Shackleton stellte ein Gleichgewicht zwischen
Arbeit und Vergnügen her. Dabei trennte er
zwar die beiden Bereiche nicht völlig
voneinander, ließ aber niemals zu, dass einer
überhand nahm. Obwohl er viele besondere
Feste veranstaltete, erwartete er von den
Männern ebenso, dass ihnen die Arbeit Spaß
machte, da sie dann seiner Meinung nach
produktiver waren. Shackletons
Bemühungen, das Gemeinschaftsgefühl
seiner Männer zu stärken, zahlten sich aus,
als die Lage Besorgnis erregend wurde. Am
18. Januar 1915, als die Endurance nur eine
Tagesstrecke von ihrer geplanten Landestelle
entfernt war, gaben die Männer nicht
Shackleton die Schuld, sie in diese Lage
gebracht zu haben. Wenn überhaupt, dann
tat es ihnen leid, dass er derjenige war, dem
eine persönliche Katastrophe drohte, der sein
Geld, das Vertrauen seiner Gönner und
vielleicht sogar seinen hart erarbeiteten Ruf
verlieren würde. Aber Shackleton, der
Optimist, gab noch nicht auf.
Für die richtige Auswahl entwickelte
Shackleton Grundsätze, die in unseren
Seminaren eine wichtige Grundlage bilden.

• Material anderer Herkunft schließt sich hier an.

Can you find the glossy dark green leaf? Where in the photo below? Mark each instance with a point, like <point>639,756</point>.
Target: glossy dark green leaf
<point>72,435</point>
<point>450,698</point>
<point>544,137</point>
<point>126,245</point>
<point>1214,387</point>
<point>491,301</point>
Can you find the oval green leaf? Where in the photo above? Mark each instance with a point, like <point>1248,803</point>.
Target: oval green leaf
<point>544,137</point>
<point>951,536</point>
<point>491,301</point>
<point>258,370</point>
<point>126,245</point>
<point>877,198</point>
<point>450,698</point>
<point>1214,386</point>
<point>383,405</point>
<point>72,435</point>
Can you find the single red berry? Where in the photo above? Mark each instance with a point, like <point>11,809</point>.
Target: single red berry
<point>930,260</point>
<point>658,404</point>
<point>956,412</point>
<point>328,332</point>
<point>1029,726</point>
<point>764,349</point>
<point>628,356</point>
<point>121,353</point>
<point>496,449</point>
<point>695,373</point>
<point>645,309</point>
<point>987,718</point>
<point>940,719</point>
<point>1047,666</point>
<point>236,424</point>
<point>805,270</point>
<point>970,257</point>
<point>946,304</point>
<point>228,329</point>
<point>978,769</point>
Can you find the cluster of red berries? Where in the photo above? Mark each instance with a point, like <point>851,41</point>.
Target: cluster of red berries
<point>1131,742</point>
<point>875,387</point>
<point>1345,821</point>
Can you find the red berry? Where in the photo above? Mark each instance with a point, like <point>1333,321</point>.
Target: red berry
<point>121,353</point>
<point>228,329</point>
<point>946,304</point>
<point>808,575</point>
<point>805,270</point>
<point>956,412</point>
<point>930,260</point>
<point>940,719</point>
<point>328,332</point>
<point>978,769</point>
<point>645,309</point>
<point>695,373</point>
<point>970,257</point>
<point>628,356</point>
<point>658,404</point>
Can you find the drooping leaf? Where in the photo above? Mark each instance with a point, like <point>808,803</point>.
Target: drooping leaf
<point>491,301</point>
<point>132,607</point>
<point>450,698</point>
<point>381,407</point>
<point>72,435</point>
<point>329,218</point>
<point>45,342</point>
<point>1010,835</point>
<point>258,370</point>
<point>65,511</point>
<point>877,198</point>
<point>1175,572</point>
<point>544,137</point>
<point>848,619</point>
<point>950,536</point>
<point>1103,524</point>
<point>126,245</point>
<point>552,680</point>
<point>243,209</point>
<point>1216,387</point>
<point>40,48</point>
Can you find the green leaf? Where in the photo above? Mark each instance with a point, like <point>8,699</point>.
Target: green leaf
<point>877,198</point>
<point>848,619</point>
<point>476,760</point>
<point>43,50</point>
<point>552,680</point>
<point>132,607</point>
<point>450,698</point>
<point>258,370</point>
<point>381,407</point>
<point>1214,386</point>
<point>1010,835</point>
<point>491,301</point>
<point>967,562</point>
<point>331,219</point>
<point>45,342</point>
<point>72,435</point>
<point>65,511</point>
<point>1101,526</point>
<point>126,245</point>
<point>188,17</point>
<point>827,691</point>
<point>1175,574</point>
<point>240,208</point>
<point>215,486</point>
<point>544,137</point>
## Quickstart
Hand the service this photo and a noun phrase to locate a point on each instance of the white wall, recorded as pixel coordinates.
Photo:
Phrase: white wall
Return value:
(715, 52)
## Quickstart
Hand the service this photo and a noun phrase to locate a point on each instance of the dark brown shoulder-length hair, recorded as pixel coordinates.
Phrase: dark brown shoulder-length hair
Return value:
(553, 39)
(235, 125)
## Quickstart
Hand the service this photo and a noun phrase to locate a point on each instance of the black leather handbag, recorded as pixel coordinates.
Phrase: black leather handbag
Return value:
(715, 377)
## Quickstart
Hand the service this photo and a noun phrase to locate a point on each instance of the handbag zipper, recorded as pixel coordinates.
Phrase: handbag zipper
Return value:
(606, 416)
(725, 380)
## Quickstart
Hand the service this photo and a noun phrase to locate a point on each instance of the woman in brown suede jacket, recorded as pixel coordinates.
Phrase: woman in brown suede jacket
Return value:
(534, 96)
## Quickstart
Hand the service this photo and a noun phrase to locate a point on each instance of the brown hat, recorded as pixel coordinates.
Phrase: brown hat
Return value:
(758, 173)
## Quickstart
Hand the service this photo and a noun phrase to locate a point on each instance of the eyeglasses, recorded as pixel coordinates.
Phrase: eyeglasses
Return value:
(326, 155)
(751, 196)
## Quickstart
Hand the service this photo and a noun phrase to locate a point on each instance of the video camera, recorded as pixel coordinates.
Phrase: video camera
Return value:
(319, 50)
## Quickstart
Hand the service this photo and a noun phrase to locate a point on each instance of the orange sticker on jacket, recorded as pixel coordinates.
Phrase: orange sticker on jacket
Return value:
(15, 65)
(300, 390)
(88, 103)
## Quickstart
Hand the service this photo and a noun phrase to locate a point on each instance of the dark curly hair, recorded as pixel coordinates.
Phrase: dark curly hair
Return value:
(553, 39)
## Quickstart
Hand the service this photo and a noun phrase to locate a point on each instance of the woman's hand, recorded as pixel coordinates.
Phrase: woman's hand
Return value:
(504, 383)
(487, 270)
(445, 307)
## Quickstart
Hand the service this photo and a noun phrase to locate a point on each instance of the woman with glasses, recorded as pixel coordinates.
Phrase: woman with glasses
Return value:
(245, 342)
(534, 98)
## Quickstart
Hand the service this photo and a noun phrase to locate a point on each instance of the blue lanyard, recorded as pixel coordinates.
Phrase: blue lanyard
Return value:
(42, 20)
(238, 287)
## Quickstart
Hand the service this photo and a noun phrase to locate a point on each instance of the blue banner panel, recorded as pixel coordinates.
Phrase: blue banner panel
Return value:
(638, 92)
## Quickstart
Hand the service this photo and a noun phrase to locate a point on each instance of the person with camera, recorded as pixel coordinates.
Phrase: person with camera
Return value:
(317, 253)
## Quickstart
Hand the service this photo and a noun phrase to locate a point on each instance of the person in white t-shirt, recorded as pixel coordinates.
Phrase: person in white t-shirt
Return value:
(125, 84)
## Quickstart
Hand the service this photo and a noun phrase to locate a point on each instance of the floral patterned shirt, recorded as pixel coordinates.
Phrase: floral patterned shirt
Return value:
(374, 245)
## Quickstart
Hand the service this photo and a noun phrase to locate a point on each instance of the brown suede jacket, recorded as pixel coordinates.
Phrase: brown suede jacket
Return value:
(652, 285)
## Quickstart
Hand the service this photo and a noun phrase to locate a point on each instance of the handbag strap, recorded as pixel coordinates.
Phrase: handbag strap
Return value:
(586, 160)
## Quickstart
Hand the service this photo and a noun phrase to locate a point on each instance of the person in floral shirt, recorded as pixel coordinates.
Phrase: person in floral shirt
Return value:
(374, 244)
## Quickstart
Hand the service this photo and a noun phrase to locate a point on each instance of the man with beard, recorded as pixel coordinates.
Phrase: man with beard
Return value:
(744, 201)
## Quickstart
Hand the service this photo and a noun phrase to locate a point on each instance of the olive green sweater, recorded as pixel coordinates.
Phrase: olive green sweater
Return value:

Shackleton plante diese Expedition sehr
detailliert und visualisierte sich alle wichtigen
Schritte. Er besaß die Eigenschaften
effizienter Führungskräfte in der Wirtschaft:
jener Manager, die es verstehen, sich
geschickt dem immer schnelleren Wandel
anzupassen. Shackleton weckte in seinen
Männern den Wunsch, ihm zu folgen; er
zwang sie nicht dazu. Dabei änderte er das
Bild, das die Männer in seiner Mannschaft
von sich und der Welt hatten. Seine Arbeit
inspirierte nicht nur sie ihr Leben lang,
sondern beflügelt noch heute Menschen auf
der ganzen Welt. Seine wichtigsten
Werkzeuge in der Führung waren Humor,
Großzügigkeit, Intelligenz, Stärke und
Anteilnahme.
Nach den Aussagen von Peter Drucker und
Fredmund Malik alles Eigenschaften, die in
der heutigen modernen Wirtschaft als „soft
skills“ gefragt sind und auch künftig die
Führungseffizienz in schwierigen
betrieblichen Situationen bestimmen werden.
Literaturquellen:
Drucker, Peter F. (2002): Was ist
Management? Das Beste aus 50 Jahren,
München: Econ Ullstein List.
Lansing, Alfred (2000): 635 Tage im Eis. Die
Shackleton-Expedition, Berlin: Goldmann
Malik, Fredmund (2002): Führen – Leisten –
Leben. Wirksames Management für eine
neue Zeit, 3. Aufl., München: Heyne.
Morrell, Margot/Capparell, Stephanie (2003):
Shackletons Führungskunst. Was Manager
von dem großen Polarforscher lernen
können, Reinbek bei Hamburg: Rowohlt.